Reply by Minister of Basic Education A Motshekga on questions posed in National Assembly for written reply, 9 October 2009
Dr J C Kloppers-Lourens (DA) to ask the Minister of Basic Education: Whether schools are giving the required guidance to parents that learners should preferably be taught in their mother tongue up to at least Grade 6; if not, why not; if so, (a) what does such guidance entail and (b)(i) how and (ii) when is this done?
(a) Section 29(2) of the SA Constitution makes provision for everyone “to receive education in the official language or languages of their choice in public educational institutions where that education is reasonably practicable.”
It is on this premise that the Language in Education Policy (LiEP) provides for schools (depending on their needs) to adopt either one language as a medium for learning (home language) or use two languages, a home language in the early grades and a second one later as language of learning. According to the LiEP, “Whichever route is followed, the underlying principle is to maintain home language(s) while providing access to and the effective acquisition of additional language(s). The National Curriculum Statement further recommends that “the learner’s home language should be used for learning and teaching wherever possible. This is particularly important in the Foundation Phase where children learn to read and write.”
However, since LiEP’s promulgation in 1997, many schools have continued to use primarily English and Afrikaans as languages of learning and teaching. Where African languages are used as languages of learning and teaching, they are used only in the Foundation Phase in schools serving predominantly ‘African’ learners, after which English takes over as the medium of instruction. The transition to English as the language of learning and teaching in these schools often happens too abruptly and often before learners have fully developed the necessary cognitive skills in their home languages.

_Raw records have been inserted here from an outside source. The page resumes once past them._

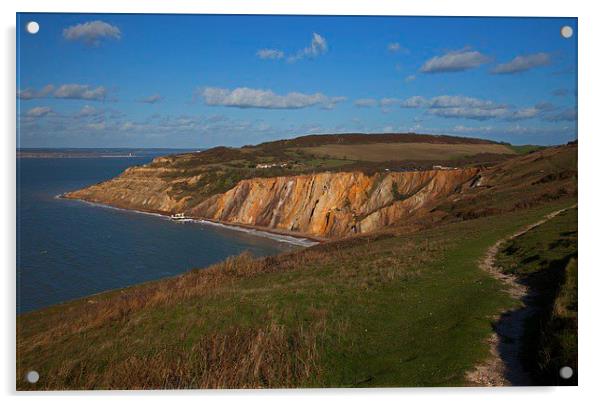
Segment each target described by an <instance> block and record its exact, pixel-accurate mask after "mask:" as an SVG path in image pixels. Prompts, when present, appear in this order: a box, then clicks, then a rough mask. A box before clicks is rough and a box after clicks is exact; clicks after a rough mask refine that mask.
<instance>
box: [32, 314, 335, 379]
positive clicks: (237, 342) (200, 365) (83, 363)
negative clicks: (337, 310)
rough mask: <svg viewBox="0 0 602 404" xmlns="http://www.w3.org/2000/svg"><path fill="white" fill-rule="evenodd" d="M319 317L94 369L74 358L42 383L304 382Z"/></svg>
mask: <svg viewBox="0 0 602 404" xmlns="http://www.w3.org/2000/svg"><path fill="white" fill-rule="evenodd" d="M323 326H324V323H323V322H319V323H316V324H315V325H314V326H313V327H310V328H307V327H303V326H299V327H297V329H296V330H294V331H293V332H291V331H290V330H286V329H285V328H284V327H283V326H279V325H277V324H275V323H270V324H268V325H266V326H265V327H263V328H246V329H245V328H232V329H230V330H228V331H226V332H222V333H219V334H212V335H207V336H204V337H202V338H201V339H199V341H198V342H196V343H195V344H194V345H193V346H192V347H187V346H178V345H175V346H167V347H164V348H159V349H156V350H154V351H153V352H150V353H144V354H137V355H132V356H129V357H127V358H120V360H119V361H115V362H114V363H113V364H112V365H111V369H110V371H105V372H98V370H97V369H95V368H94V367H92V366H90V365H89V364H88V363H87V361H86V360H81V359H78V358H74V359H73V360H72V361H69V362H63V363H62V364H61V366H60V367H57V368H54V369H53V370H52V372H51V373H49V374H46V375H44V378H45V379H46V380H48V381H49V382H48V383H46V384H44V386H43V388H44V389H48V390H59V389H65V388H69V389H86V390H88V389H126V388H127V389H198V388H270V387H287V386H289V387H290V386H296V385H300V384H303V382H305V381H307V380H309V379H310V378H313V377H316V376H317V374H318V371H319V369H318V368H317V365H316V361H317V342H316V341H317V334H318V333H319V332H320V331H321V330H322V328H323Z"/></svg>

It is against this background that the Language Colloquium, which was hosted by the then Minister of Education in 2006, recommended the use of mother tongue instruction up to grade six. In response to this recommendation, two provinces have initiated pilot projects to implement mother tongue instruction from grade one to six, namely, the Western Cape (sixteen (16) schools) and the Eastern Cape (one (1)
At these pilot schools various methods or forms were used to give guidance to relevant stakeholders, including parents. Workshops, advocacy campaigns and meetings were conducted wherein parents from the participating school communities were informed about the objectives of the pilot project before it commenced. Regular parents’ session are held to update them on progress made. Parents were also informed about the grade six WCED systemic evaluation tests (through the medium of IsiXhosa), that demonstrated that learners from the pilot project schools have improved their literacy scores immensely. The Department of Basic Education has now decided to make this matter one of the critical priorities and look at specifically at the implementation of the LiEP in a manner that ensures that all children can learn from their first day at school.